The uptime command shows a number of values, the important ones are the "load average:" numbers. These numbers show how many processes are in the run queue (state R) or waiting for disk I/O (state D) averaged over 1, 5, and 15 minutes. If these numbers are close to, or more than, the number of processing cores (4 in the case of the present kraken development nodes), then you should probably pick a different node to work on. To inspect the 15 minute load average on all the development nodes, one can run the following command, and then pick the node with the least load to use:

 pdsh -w saw-dev[1-4] uptime | awk '{print $1,$NF}' | sort -n -k 2
[isaac@saw-login1:~] pdsh -w saw-dev[1-6] uptime | awk '{print $1,$NF}' | sort -n -k 2
saw-dev1: 0.00
saw-dev2: 0.00
saw-dev5: 0.00
saw-dev3: 0.01
saw-dev6: 0.01
saw-dev4: 0.02

Storage

There is 130 TB in total.

Submitting Jobs

In general users will experience the best performance on saw by ensuring that their jobs use whole nodes.

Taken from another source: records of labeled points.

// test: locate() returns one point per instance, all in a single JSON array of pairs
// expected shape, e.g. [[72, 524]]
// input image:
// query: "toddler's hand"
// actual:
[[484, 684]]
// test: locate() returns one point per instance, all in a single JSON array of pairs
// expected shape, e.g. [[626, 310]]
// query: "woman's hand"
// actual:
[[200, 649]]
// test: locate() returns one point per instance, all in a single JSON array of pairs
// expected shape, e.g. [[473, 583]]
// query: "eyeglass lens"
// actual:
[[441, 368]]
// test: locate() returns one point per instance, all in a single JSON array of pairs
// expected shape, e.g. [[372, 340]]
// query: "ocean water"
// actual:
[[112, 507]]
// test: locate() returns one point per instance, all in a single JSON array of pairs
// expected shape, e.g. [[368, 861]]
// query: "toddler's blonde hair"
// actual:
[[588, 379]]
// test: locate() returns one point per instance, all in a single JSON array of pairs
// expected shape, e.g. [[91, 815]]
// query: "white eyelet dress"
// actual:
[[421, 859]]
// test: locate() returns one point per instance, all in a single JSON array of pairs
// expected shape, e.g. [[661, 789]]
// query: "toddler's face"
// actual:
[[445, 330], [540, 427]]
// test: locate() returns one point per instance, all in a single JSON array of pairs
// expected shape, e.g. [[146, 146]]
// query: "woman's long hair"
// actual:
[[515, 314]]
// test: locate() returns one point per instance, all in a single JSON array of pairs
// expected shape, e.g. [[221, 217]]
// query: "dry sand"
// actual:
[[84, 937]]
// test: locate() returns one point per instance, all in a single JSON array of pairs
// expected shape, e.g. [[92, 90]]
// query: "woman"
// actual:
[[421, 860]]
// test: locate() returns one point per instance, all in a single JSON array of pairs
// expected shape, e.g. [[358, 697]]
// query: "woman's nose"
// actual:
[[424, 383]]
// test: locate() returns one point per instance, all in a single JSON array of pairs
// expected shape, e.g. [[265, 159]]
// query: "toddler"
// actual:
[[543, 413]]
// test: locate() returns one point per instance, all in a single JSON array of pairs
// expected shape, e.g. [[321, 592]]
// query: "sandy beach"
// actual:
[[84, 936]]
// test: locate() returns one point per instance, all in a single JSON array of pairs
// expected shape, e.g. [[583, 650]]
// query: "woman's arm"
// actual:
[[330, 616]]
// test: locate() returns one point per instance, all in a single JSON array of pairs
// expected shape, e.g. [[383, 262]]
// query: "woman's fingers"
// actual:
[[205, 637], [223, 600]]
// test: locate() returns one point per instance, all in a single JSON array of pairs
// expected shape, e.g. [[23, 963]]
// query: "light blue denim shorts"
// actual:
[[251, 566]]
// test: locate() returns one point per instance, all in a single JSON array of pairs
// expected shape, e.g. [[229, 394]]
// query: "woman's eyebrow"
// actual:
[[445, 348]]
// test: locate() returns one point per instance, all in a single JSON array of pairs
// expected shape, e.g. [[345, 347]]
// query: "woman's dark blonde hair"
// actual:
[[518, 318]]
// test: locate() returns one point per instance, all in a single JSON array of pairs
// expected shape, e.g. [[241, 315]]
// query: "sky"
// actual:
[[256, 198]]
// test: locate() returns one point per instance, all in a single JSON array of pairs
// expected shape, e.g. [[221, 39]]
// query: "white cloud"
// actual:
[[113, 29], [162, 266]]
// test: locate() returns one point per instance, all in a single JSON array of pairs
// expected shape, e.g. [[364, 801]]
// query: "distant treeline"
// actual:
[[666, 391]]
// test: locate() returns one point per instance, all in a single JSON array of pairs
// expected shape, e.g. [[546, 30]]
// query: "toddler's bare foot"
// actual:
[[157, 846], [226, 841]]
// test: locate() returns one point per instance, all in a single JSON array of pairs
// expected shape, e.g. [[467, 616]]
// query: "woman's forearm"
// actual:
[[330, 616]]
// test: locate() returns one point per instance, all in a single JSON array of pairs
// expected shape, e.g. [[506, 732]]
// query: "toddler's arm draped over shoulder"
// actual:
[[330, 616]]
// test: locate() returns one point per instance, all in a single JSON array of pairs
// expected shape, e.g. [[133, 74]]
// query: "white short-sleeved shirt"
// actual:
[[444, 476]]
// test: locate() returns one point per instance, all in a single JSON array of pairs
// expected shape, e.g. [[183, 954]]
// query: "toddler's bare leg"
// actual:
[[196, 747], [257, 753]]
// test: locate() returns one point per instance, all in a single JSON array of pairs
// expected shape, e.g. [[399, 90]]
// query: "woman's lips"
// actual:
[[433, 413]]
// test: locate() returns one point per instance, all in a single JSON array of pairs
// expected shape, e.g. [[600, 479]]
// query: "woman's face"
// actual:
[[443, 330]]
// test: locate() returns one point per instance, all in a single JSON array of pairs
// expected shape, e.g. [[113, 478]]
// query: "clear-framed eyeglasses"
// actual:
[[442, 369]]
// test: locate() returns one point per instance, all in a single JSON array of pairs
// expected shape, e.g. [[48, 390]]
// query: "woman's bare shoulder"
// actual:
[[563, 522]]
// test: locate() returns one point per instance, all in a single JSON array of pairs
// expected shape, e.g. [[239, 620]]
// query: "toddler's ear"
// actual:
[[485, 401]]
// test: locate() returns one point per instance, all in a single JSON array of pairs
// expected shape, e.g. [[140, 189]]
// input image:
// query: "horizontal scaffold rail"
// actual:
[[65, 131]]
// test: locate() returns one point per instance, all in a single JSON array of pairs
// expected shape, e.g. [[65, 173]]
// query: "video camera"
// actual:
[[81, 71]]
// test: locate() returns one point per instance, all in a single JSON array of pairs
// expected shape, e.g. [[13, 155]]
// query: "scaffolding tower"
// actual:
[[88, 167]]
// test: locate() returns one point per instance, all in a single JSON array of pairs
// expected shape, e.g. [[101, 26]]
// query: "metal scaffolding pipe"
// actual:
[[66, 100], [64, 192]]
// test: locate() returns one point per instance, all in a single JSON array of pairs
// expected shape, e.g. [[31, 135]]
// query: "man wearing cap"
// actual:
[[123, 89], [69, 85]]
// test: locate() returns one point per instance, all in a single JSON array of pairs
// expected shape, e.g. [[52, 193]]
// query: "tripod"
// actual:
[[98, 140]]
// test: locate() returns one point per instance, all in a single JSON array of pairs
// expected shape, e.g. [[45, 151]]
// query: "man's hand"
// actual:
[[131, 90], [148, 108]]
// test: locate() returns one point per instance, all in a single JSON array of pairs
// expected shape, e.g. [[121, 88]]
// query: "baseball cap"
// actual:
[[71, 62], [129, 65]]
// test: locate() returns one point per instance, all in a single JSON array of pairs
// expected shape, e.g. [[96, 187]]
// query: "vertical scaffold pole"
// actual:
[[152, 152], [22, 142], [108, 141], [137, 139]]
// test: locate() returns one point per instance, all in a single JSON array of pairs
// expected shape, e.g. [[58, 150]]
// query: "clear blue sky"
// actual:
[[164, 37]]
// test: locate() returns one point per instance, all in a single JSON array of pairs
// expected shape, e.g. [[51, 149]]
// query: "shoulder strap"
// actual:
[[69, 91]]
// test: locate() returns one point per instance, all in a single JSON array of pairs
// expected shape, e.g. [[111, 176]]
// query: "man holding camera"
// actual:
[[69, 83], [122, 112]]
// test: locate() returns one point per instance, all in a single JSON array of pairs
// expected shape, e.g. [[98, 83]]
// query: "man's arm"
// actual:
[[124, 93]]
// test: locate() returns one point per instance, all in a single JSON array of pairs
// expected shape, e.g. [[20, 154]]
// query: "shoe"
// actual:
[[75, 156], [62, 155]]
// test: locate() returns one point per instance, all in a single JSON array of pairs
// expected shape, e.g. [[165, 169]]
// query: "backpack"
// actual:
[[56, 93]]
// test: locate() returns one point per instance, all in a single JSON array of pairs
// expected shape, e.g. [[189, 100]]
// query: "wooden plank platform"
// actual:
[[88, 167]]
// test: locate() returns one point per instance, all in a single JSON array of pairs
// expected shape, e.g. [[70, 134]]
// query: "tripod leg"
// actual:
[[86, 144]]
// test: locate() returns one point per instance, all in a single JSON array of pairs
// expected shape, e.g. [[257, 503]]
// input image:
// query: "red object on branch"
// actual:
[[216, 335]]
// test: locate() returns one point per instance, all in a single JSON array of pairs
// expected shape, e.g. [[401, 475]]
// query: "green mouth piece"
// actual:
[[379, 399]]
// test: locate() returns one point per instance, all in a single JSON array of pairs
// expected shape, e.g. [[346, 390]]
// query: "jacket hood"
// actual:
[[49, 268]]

Some measurements have shown that when MPI jobs are sharing nodes with other jobs that they slow down depending on resource contention.

This means that in general MPI jobs should use multiples of 8 cores. Threaded jobs can run up to 8 cores as saw has all 8 cores Xeon nodes.

When submitting MPI jobs, one should use the -N and -n flags to ensure a job is schedule to full nodes. For example, if your program is going to use 64 processes, one would submit it as:

sqsub -q mpi -n 64 -N 8 <...>

It is important to include -N 8 to ensure the job is not scattered on nodes where other user's jobs are running.